While Worcestershire has its own distinct flavor, it offers a complex flavor profile that is missing in many other substitutes for fish sauce. Therefore, it is a wonderful choice for a close flavor exchange.
Use this in a 1:1 substitution.
7. Oyster Sauce
Oyster sauce is another popular sauce used in Asian cooking. It is made from fermenting oysters over time. This provides a final flavor profile that has a similar salty umami flavor to fish sauce.
However, while there are some similarities in taste, there are also some differences to consider. The final flavor of oyster sauce heavier and richer than fish sauce. Therefore, it will shift the overall taste of your dish. In addition, oyster sauce is thicker than fish sauce.
Due to its thickness, oyster sauce works best as a substitute for fish sauce in stir fry dishes. It is also a great choice for a dipping sauce or for Asian barbecue. If you want a consistency that is closer to fish sauce for other recipes, you can dilute the oyster sauce.
Simply add a little bit of water until you reach the desired consistency. This is also a good choice for softening the flavor.
Whether diluted or used straight from the bottle, oyster sauce can be used in a 1:1 exchange for fish sauce (if diluting the sauce, dilute it first and then measure it in a 1:1 ratio).
Seaweed is a substitute that you may not think of initially. If you are looking for a substitute that offers the same fishy taste though, it is a great choice. Especially for vegans.
Even though seaweed is a great substitute for flavor, it does take a bit of taste testing to get the right flavor. Since both fresh and dried seaweed are not in a sauce form it cannot be used in simple 1:1 exchange. Therefore, you will need to slowly add it and taste as you go.

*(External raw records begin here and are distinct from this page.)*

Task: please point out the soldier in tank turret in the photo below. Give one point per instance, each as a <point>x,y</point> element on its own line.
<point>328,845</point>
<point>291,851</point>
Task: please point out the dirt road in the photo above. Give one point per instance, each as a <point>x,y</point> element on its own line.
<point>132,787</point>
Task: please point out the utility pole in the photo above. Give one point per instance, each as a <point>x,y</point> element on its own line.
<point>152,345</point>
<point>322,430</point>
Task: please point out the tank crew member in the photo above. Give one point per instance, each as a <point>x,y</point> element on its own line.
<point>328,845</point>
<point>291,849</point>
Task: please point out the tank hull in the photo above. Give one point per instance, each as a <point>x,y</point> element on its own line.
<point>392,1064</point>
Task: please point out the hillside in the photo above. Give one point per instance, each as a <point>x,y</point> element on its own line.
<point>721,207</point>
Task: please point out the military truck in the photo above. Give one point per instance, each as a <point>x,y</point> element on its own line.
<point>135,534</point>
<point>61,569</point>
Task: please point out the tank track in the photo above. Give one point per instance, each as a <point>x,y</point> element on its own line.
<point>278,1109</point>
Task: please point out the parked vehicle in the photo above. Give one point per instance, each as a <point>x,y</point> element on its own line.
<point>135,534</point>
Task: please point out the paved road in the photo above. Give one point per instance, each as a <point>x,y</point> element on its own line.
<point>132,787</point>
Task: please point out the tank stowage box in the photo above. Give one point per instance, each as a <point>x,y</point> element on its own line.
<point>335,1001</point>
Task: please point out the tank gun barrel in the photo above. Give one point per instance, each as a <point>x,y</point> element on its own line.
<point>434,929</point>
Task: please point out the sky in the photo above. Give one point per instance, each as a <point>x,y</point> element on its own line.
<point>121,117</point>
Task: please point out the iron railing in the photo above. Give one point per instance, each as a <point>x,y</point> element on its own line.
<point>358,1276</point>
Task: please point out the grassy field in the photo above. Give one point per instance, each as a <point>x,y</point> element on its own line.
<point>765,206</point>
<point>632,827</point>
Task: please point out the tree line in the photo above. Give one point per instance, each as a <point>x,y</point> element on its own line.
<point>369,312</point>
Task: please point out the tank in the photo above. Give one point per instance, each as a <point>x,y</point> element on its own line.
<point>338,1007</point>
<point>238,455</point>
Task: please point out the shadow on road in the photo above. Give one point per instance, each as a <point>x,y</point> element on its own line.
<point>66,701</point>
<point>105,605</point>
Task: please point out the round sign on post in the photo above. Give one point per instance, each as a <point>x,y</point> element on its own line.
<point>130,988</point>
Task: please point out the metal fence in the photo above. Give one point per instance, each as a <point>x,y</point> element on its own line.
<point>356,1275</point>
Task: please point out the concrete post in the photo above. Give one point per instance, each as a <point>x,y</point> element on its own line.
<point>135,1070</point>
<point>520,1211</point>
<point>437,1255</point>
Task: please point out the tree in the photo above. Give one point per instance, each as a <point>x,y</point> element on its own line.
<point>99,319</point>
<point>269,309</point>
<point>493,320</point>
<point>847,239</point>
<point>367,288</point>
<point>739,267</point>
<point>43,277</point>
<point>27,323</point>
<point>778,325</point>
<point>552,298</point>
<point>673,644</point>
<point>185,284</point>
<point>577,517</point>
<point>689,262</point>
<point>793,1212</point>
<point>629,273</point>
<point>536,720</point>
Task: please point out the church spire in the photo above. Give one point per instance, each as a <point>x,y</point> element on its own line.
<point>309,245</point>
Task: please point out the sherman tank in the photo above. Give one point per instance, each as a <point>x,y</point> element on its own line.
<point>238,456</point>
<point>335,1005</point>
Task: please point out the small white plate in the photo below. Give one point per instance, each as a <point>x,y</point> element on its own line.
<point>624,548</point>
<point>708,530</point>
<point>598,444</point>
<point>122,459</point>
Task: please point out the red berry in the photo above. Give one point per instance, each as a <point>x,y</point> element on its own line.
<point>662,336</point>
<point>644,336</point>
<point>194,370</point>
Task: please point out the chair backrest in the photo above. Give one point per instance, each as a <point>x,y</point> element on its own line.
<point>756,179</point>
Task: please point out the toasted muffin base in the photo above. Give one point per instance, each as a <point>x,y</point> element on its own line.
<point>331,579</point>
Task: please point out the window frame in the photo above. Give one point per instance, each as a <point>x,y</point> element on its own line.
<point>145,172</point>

Seaweed is a great substitute for sauces or soups. The seaweed will dissolve easier in these dishes, and you can adjust the flavor as needed. In addition, seaweed also works well in certain salads.
9. Hoisin Sauce
If you cook Asian cuisine regularly you may have this in your kitchen. That will make this an incredibly easy swap for fish sauce.
Like soy sauce, Hoisin works well as a substitute because it offers a familiar flavor found Asian cooking. This is due to its base being made from fermented soybeans. In addition, hoisin sauce has several other flavors added to it.
These added flavors provide a more complex flavor profile than just using soy sauce as a substitute. In certain dishes this will work well to replace the complexity of the fish sauce. It is best to taste the hoisin sauce first though and make sure it will complement the other flavors of your dish.
One other thing to consider is the consistency of hoisin sauce. Commonly referred to as an Asian barbecue sauce it is thicker than fish sauce. Therefore, it will work best as a glaze or in stir fry dishes. It is also a great dipping sauce.
Use hoisin sauce in a 1:1 substitution for fish sauce in certain recipes.
10. Broth (Mushroom, Fish, Beef)
Broths are good substitutes in a pinch. They can provide the saltiness found in fish sauce, as well as their main flavor.
The most difficult thing with using broth is getting a strong enough flavor. Broths do not have a concentrated flavor; therefore, you will need to use double the amount to get a strong enough flavor.
However, in many recipes the added liquid will shift the overall consistency of the dish too much.
The best dishes to use broth in as a substitute are soups and sauces.
What broth you use will be up to your preference of taste and what you have on hand. Mushroom broth is a great choice for a vegan friendly dish. Beef broth is a common one to have on hand and can work in certain dishes (determine if the other flavors will pair well with the beef).
In addition, you can find fish broth in some stores (or make your own by boiling fish bones in water).
Pick Your Favorite Fish Sauce Substitutes!
Once you have considered which fish sauce substitute will likely pair best with your recipe, go with your favorite flavors and get cooking!